Hello everyone, and thank you for joining the HC Wainwright 27th Annual Global Investment Conference. My name is Sara Nik, and I'm a VP of Equity Research here at HC Wainwright. It's my pleasure to welcome our next speaker, John Yu, Chairman and CEO of Kairos Pharma, a biopharmaceutical company developing therapeutics to reverse cancer drug resistance and immune suppression. With that, the floor is yours, John.
Thank you, Sara. My name is John Yu. I'm the CEO and Chairman of Kairos Pharma, and it's my pleasure to be with you today. As a neurosurgeon, one of the difficult parts of my job is to give the patient a diagnosis of brain cancer. As difficult as that is, it pales in comparison to when their tumor comes back several months later, as it becomes resistant to the chemotherapy that they're on.

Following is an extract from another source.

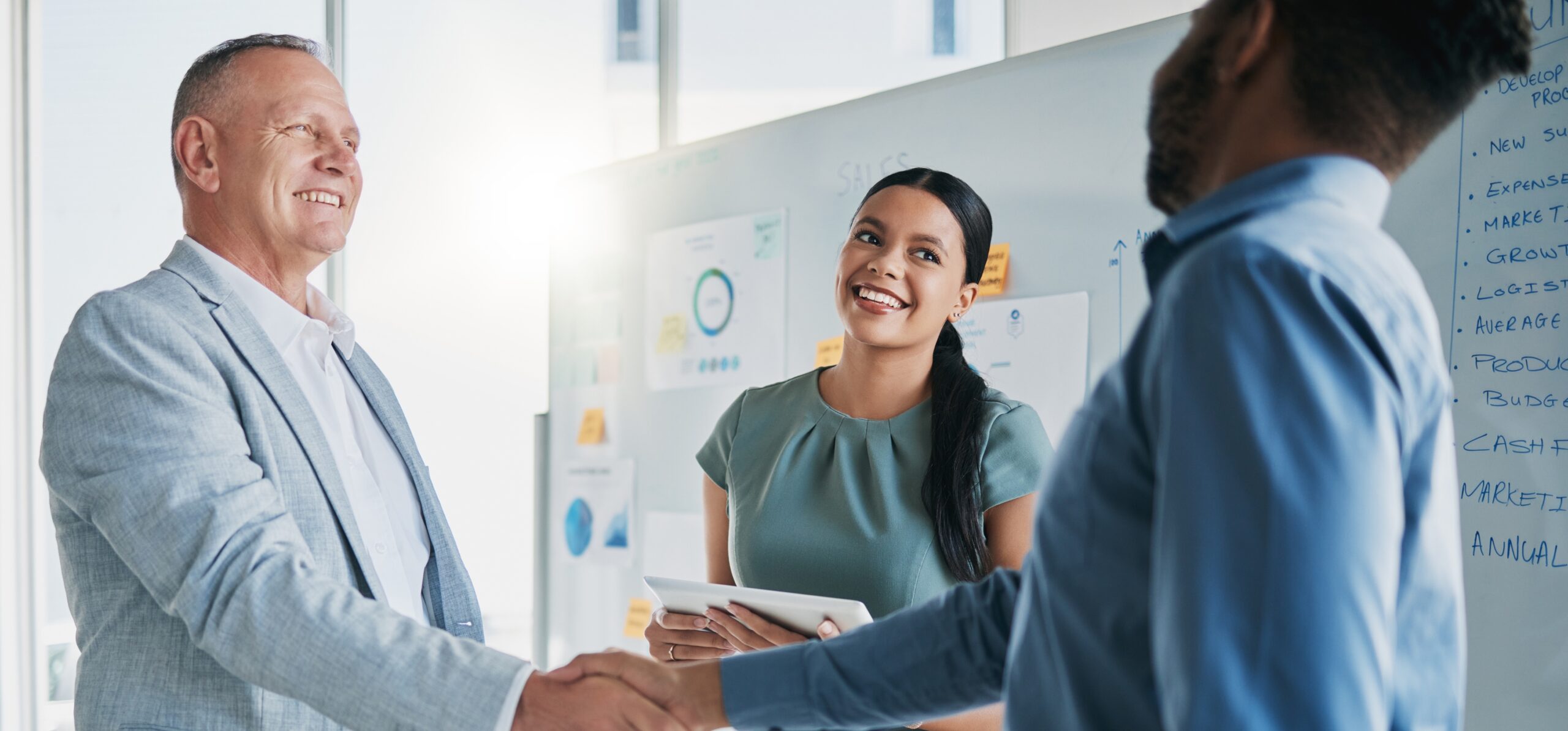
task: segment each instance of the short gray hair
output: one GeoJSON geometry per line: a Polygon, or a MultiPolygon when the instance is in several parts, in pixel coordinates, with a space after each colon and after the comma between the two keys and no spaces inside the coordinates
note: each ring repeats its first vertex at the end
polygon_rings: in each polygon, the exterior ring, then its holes
{"type": "Polygon", "coordinates": [[[180,121],[191,114],[210,114],[213,105],[223,99],[224,77],[235,56],[256,49],[287,49],[321,58],[321,45],[315,41],[274,33],[257,33],[254,36],[235,38],[213,45],[212,50],[196,56],[191,67],[180,80],[180,89],[174,92],[174,122],[169,124],[169,160],[174,161],[174,182],[180,182],[183,171],[180,158],[174,150],[174,135],[180,130],[180,121]]]}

I'm dedicated to reversing cancer drug resistance in a host of cancers. These are our forward-looking statements. Kairos is a Greek term for opportune moment, and we seek to intervene at the opportune moment when a patient has become resistant to their standard-of-care drug and their immune system has become suppressed by their cancer. Resistance develops to even blockbuster drugs like anti-androgen therapies and EGFR therapies in non-small cell lung cancer.
We identify that this is because CD105, which is a cell surface protein that does several things, including increase BMP4 and decrease TGF-beta, becomes elevated during resistance. We developed an antibody that reverses this resistance, and this is a large opportunity in widespread cancers of prostate cancers, non-small cell cancers. We showed that it's also relevant for other cancers like colon cancer and breast cancer. There are three clinical programs that are in progress. Our lead drug, ENV105, is in a randomized multi-institutional phase II trial treating prostate cancer. This is funded by an NIH grant for our biomarker study, which confirms a biomarker that we identified in the previous phase II study. EnV-105 is also in a phase I trial for non-small cell lung cancer. This is supported by non-dilutive donor funding. KROS 201 is an immunotherapy that's cleared for an IND for glioblastoma.

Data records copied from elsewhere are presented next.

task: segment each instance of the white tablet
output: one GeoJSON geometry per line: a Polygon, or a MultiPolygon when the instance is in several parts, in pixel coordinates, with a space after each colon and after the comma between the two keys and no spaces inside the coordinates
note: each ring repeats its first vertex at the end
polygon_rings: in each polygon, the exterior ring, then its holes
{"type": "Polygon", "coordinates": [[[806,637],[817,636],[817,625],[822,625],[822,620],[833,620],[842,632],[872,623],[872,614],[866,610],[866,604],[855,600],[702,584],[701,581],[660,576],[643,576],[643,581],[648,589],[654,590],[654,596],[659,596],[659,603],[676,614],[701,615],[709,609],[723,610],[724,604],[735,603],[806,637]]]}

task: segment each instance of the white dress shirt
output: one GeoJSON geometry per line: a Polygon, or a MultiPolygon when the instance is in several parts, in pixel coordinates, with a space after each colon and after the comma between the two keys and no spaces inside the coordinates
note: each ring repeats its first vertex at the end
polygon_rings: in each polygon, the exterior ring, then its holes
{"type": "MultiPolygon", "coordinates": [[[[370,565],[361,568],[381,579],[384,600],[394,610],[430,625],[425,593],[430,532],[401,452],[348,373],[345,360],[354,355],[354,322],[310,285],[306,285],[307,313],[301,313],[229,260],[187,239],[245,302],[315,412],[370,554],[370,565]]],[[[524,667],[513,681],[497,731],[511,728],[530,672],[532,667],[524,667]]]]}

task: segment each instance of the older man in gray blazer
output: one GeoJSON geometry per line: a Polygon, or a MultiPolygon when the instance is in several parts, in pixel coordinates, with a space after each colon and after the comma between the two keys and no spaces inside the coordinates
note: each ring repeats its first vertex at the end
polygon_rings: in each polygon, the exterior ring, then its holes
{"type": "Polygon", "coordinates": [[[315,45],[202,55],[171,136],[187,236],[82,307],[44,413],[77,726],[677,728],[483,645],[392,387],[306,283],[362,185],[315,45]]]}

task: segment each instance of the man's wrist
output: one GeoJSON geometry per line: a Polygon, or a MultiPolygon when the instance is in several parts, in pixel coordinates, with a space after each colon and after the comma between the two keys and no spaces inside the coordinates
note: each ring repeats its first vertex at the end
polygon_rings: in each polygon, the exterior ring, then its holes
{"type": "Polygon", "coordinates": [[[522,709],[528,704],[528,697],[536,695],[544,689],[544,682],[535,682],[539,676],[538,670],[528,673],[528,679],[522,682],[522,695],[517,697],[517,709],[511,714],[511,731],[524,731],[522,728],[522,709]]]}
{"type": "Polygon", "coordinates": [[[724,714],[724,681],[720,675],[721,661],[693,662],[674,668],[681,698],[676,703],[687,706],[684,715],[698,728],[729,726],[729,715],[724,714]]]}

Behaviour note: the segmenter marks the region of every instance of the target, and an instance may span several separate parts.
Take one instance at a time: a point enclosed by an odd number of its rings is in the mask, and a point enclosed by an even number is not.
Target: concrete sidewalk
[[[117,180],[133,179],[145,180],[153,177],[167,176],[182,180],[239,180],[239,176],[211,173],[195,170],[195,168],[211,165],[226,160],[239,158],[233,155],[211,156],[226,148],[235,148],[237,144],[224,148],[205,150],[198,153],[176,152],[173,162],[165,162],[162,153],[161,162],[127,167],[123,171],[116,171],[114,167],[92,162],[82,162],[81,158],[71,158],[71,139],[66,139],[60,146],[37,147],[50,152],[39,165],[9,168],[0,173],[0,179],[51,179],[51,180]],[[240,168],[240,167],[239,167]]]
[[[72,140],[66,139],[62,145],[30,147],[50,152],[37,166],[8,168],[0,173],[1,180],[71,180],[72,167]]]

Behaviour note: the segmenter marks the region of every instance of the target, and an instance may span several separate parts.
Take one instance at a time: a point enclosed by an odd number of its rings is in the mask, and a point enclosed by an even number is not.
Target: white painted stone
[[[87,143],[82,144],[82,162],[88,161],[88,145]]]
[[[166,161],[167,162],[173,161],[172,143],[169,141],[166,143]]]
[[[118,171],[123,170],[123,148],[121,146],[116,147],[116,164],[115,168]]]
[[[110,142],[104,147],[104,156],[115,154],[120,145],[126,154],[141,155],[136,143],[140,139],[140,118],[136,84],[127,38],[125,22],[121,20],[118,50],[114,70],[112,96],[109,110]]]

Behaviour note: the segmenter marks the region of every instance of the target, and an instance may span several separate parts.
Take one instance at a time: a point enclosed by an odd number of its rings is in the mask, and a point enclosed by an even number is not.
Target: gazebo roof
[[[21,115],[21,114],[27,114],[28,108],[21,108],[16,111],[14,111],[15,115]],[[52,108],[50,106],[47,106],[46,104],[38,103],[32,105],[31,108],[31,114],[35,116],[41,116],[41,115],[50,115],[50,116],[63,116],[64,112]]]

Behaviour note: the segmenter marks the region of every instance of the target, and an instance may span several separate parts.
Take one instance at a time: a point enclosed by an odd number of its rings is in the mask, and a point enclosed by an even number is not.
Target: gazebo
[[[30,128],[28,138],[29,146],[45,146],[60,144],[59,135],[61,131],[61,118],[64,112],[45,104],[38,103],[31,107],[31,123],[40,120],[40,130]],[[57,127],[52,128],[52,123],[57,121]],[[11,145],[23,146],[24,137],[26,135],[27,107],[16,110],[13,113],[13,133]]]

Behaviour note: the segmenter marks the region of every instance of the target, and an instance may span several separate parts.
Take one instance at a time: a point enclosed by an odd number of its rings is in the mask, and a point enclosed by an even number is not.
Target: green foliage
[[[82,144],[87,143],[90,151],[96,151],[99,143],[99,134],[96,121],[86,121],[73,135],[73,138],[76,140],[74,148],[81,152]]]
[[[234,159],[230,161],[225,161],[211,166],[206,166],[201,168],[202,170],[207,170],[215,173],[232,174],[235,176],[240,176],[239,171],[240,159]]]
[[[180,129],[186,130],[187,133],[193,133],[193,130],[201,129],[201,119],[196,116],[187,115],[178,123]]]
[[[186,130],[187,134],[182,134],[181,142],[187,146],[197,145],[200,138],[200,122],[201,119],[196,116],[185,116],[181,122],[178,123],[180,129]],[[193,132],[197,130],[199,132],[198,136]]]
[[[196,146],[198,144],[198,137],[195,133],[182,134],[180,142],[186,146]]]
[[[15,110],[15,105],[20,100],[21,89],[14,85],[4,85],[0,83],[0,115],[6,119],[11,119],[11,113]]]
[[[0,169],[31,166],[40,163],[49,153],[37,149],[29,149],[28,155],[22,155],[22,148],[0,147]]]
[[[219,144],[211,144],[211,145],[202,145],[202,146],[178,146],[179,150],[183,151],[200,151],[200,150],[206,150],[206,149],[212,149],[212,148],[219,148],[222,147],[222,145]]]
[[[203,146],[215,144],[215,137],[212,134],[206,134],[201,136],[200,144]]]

We have an experienced team at Cedars-Sinai to drive enrollment, and grant funding has created non-dilutive value for the company. The problem is that cancers become resistant to standard-of-care drugs as they make CD105 on the cell surface. This mediates tumor cell survival and therapy resistance. CD105 is elevated in resistant cancer cells that recur or are incompletely treated by their standard-of-care drugs. The solution is ENV105, which is a therapeutic antibody that blocks CD105 and restores sensitivity to an entire class of hormone therapies for prostate cancer, including enzalutamide, amiodarone, and apalutamide, and EGFR-targeted therapies for lung cancer patients like osimertinib or Tagrisso, or gefitinib. These are broadly applicable for resistant cancers, and we showed that it's relevant for colon cancer, breast cancers, and head and neck cancers as well. In a published phase II trial, ENV105 was used after androgen receptor treatment failure.

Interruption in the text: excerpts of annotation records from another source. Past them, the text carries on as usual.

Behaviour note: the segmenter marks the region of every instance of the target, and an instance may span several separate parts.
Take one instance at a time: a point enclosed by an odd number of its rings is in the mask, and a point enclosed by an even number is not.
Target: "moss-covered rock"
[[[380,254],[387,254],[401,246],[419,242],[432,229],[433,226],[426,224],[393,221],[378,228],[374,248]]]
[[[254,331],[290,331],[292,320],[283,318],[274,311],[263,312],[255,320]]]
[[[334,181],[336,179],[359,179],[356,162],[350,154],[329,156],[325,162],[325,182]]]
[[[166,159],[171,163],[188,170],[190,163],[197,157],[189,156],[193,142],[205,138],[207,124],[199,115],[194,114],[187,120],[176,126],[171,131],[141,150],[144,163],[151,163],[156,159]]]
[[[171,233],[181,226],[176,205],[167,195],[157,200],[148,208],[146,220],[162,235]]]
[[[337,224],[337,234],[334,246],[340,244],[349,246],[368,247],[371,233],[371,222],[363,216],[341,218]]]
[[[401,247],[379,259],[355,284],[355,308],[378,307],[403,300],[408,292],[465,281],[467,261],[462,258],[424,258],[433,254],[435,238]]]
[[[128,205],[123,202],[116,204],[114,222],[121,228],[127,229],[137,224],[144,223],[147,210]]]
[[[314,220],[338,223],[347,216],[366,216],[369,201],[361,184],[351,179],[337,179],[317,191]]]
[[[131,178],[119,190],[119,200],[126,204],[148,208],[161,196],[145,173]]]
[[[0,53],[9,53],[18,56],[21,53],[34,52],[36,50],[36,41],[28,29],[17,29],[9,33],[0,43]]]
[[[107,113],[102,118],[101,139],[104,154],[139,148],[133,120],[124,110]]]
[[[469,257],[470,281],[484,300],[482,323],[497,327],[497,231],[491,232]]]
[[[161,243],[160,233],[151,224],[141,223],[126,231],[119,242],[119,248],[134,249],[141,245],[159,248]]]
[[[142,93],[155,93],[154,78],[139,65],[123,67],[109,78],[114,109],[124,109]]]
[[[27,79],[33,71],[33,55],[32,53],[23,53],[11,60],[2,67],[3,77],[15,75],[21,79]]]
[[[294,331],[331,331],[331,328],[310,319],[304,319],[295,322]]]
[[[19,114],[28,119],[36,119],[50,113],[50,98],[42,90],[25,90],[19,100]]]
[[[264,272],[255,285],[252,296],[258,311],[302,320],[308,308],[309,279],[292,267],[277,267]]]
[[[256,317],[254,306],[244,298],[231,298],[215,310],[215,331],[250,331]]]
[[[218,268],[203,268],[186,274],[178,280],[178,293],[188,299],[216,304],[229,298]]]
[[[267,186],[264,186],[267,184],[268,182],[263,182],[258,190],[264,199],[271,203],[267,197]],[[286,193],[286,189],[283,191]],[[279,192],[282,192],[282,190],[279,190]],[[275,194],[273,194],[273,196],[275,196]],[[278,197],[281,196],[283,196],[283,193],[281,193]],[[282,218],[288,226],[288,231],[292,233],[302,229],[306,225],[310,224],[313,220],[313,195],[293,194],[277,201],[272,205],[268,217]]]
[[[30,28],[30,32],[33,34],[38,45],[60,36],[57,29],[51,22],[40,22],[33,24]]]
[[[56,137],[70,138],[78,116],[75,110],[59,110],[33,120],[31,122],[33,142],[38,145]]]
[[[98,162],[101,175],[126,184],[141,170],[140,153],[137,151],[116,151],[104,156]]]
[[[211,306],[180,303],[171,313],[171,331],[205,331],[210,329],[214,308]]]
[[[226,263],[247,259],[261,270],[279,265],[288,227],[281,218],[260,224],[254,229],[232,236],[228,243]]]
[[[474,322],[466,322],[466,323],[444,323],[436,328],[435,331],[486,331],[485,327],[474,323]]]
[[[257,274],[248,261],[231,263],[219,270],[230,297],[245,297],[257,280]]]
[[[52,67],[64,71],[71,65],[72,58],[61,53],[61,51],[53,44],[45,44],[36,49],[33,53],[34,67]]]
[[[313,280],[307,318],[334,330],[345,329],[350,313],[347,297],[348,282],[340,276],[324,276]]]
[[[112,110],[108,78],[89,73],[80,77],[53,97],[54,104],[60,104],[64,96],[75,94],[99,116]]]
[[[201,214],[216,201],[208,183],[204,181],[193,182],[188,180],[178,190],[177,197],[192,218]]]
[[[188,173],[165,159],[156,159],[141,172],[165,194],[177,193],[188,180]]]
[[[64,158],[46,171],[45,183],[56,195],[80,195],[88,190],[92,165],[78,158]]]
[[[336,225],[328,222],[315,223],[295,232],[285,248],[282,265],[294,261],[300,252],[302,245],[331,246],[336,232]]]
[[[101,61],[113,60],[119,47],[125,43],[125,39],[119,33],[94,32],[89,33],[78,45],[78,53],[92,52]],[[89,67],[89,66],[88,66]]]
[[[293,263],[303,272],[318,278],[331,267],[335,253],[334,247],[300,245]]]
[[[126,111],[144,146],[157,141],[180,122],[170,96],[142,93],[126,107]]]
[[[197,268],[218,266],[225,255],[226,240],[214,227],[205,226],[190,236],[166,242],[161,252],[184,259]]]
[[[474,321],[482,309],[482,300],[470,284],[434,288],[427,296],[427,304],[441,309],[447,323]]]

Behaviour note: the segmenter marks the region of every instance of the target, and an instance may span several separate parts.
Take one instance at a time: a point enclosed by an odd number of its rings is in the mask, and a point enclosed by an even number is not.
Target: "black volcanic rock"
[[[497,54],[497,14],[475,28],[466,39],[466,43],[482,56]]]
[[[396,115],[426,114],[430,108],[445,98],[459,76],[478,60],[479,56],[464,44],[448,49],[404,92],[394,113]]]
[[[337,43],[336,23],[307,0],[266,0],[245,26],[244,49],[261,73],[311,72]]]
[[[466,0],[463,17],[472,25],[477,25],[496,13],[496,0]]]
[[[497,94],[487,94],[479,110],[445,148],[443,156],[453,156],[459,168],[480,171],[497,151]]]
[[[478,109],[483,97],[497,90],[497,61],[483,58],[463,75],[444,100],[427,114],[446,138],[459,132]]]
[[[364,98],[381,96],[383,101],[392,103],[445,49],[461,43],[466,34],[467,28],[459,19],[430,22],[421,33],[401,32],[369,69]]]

It was used to antagonize CD105 when it became expressed in patients with prostate cancer that became resistant to their anti-androgen therapy. Patients that had progression on either amiodarone or enzalutamide had the same therapy continued with the addition of ENV105. We followed PSA and CT scans, and patients stayed on therapy until progression. In this trial, we showed a remarkable safety of the agent with no Grade 3 or 4 toxicities from ENV105. Therapeutically, there was a 62% clinical benefit rate in terms of PSA response and radiographic response at two months versus a 0% expected response after resistance. Many of these patients were treated for over a year, and this was in a group of patients that were treated previously with anti-androgen agents up to 2x , rather than patients that had been treated repeatedly for over 5x .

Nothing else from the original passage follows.